Airbus Helicopters has been awarded an extension of the Australian Army’s Armed Reconnaissance Helicopter (ARH) Tiger through-life support (TLS) contract by the Australian Department of Defence, the company announced today.
Airbus Australia Pacific Managing Director Andrew Mathewson said that the five-year, TLS contract extension reflected the current standing of the Tiger in Australia.
“Airbus is committed to ensuring the success of the Australian ARH Tiger fleet, and we have worked closely with the Australian Army and our industry partners to improve the fleet‘s performance over many years,” he said.
The TLS extension covering the ARH programme until 2025 includes:
- More extensive aircraft and component deeper maintenance;
- Operational maintenance of aircraft allocated to training;
- Aircrew and technician training including maintenance of training devices;
- Design services including OEM design incorporation;
- Systems and software development and testing;
- Complete parts support including MRO, purchasing, storage and distribution;
- Technical publications; maintenance policy; and fleet management.
“I’m proud that more than 200 full-time positions will remain in Australia to carry out this very important work supporting the Army Aviation Australia-wide, including the creation of apprenticeships in Darwin,” he added. “Moreover, our Airbus engineering capabilities continue to expand thanks to this contract, with key software and modifications being developed on Australian soil.”
Mr Mathewson also said that there would be a cycle of continuous improvement as Airbus continues to learn from the extensive operational experience gained by Tiger helicopters in other countries.
“This is an aircraft type that will serve on into the 2040s in the worldwide fleet. “We will endeavour to provide the best armed reconnaissance helicopter capability in Australia over the same timeframe,” he said.
Australia selected the then Eurocopter (now Airbus Helicopters) EC665 Tiger in 2001 to fulfil its Armed Reconnaissance Helicopter requirement under Project Air 87. The ARH replaced the Kiowa in the battlefield reconnaissance role and a small number of Vietnam-era Bell UH-1H Iroquois helicopters, which had been modified to ‘Bushranger’ (gunship) configuration.
A total of 22 Tigers (A38-001 to 022) were ordered and all except the first four were assembled and flown in Brisbane by Eurocopter subsidiary Australian Aerospace (today Airbus Group Australia Pacific).
Australian Tiger force
The 1st Aviation Regiment at Robertson Barracks in Darwin is home to two reconnaissance units, the 161st and 162nd Squadrons, equipped with the ARH Tiger.
The 1st Aviation Regiment was initially formed in 1966 as the 1st Division Army Aviation Regiment, before changing to its current designation the following year.

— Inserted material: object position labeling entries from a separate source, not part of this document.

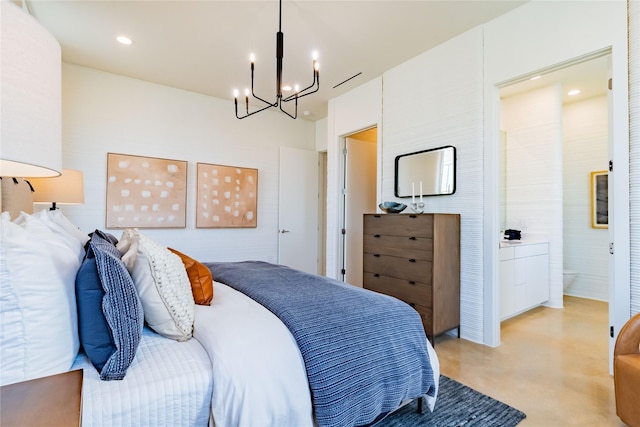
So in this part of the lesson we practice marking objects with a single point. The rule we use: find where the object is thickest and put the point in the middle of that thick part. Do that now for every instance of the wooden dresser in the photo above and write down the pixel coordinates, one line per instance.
(416, 258)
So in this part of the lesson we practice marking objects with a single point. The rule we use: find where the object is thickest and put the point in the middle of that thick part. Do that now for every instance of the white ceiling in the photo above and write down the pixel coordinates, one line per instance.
(589, 76)
(203, 46)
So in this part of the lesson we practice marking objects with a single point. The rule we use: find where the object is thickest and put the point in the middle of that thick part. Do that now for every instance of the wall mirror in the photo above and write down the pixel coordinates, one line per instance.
(433, 171)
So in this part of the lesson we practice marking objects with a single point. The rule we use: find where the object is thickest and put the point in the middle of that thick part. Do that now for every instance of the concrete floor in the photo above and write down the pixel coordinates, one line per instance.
(552, 365)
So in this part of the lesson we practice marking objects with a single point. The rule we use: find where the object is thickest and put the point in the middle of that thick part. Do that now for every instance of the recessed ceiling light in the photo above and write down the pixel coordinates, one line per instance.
(124, 40)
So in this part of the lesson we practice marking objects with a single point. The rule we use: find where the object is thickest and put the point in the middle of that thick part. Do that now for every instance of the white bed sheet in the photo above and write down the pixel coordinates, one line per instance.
(169, 383)
(259, 375)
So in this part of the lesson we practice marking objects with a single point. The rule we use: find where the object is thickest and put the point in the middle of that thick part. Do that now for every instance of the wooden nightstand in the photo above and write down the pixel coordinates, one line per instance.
(50, 401)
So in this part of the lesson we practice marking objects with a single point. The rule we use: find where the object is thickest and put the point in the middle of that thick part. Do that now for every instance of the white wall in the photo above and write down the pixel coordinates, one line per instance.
(634, 155)
(586, 249)
(533, 125)
(450, 94)
(435, 99)
(104, 113)
(535, 36)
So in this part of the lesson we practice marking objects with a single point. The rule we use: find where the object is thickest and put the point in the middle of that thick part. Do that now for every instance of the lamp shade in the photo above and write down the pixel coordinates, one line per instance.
(67, 188)
(30, 96)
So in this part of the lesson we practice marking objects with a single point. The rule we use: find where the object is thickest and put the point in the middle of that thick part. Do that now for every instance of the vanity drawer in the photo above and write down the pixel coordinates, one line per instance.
(400, 246)
(399, 225)
(402, 268)
(531, 250)
(408, 291)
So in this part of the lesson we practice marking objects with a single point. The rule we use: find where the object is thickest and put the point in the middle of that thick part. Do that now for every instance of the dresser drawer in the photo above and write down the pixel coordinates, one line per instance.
(400, 246)
(399, 225)
(408, 291)
(401, 268)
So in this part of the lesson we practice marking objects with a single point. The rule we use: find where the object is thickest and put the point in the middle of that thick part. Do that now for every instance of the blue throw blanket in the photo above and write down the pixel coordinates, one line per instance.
(364, 352)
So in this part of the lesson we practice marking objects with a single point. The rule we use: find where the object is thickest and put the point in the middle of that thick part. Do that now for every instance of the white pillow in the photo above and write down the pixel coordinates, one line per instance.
(162, 284)
(58, 217)
(71, 241)
(38, 318)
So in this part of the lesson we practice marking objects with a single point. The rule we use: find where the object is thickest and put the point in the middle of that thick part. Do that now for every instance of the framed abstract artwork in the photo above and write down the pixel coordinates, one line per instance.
(227, 196)
(600, 199)
(145, 192)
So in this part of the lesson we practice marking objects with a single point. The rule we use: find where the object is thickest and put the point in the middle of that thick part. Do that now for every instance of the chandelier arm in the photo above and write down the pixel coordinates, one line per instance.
(254, 112)
(270, 104)
(304, 92)
(301, 94)
(293, 116)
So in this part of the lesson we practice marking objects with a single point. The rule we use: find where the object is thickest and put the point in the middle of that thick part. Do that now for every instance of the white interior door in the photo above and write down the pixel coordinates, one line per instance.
(298, 209)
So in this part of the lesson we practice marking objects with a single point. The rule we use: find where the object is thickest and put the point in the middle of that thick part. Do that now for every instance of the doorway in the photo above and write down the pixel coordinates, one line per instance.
(583, 145)
(359, 197)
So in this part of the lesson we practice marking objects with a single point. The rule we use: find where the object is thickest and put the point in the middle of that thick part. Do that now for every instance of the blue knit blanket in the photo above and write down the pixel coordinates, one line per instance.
(364, 352)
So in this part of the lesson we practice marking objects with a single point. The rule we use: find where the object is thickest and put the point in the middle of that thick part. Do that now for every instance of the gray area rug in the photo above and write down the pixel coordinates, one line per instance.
(457, 406)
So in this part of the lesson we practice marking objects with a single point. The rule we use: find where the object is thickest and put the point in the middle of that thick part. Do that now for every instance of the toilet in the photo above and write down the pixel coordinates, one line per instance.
(568, 276)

Having previously operated the Kiowa in the (unarmed) battlefield reconnaissance role, the regiment relocated to Darwin in 2005 and began converting to the Tiger.

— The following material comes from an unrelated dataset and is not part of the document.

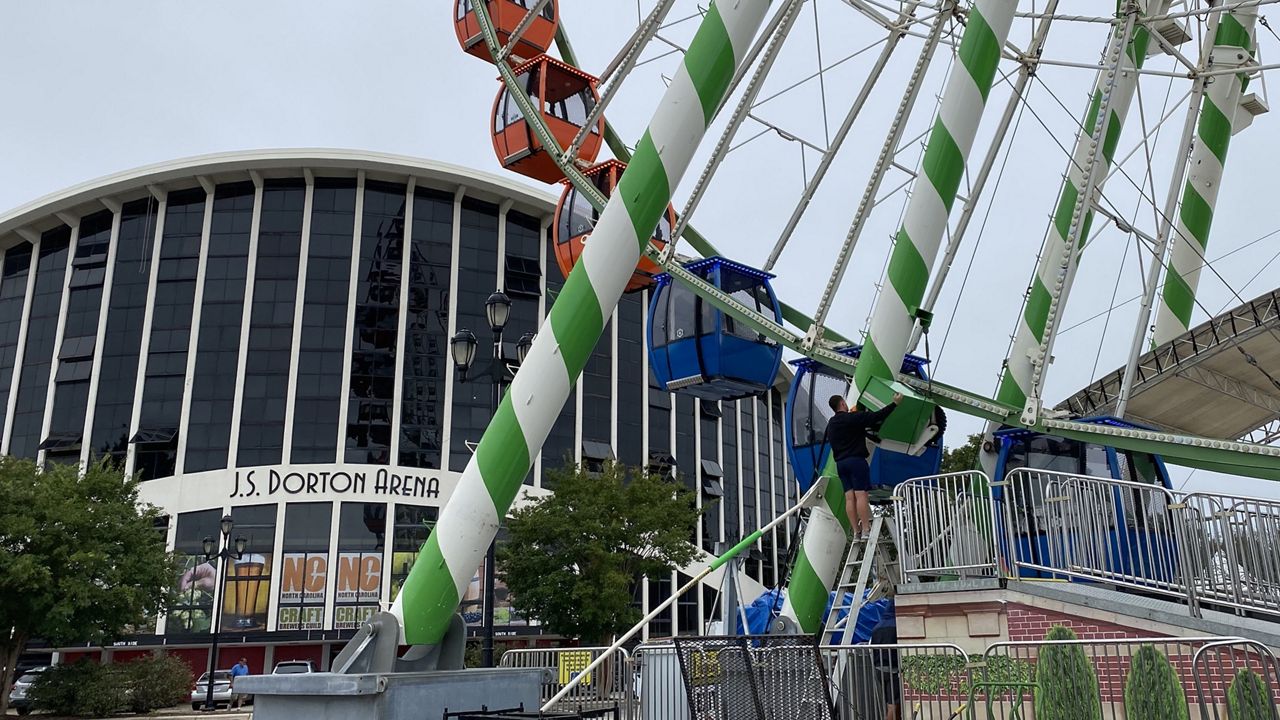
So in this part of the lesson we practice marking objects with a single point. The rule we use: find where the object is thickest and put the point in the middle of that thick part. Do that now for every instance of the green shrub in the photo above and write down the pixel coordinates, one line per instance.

After significant delays, both the 161st and 162nd Squadrons are now operational on the Tiger, supported by a technical support squadron and a logistics support squadron.

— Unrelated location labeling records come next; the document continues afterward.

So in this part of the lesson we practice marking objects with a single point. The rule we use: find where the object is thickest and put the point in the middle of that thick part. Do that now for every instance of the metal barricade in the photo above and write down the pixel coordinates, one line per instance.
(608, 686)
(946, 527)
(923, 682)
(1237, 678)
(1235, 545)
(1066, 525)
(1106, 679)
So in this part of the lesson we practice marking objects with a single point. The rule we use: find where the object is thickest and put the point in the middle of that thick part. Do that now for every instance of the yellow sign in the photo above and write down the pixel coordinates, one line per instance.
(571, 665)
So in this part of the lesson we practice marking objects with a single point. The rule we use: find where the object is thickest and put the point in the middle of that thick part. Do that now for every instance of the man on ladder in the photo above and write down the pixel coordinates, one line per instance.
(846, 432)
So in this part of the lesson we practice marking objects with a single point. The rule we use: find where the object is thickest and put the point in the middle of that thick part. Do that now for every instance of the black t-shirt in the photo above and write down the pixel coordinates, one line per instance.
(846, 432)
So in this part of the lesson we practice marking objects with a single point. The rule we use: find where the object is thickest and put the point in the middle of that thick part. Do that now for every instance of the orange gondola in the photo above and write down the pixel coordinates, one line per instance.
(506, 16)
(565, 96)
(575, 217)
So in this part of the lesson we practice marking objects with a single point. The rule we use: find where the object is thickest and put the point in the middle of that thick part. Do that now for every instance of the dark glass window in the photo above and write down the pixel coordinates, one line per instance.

“The 1st Aviation Regiment is capable of operating in centralised, dispersed and independent roles, either in support of, or commanding a combined arms force at combat team or battle group level,” an army spokesperson explained.
Although based in Darwin, the Tigers of 1 AVN REGT provide support to the three regular army brigades, as they cycle through the ‘ready’, ‘reset’ or ‘readying’ (training) phase of their force-generation cycle.
To date, the fleet of 22 ARH Tigers has flown over 30,000 hours, deployed for day-and-night surveillance and fire-support missions.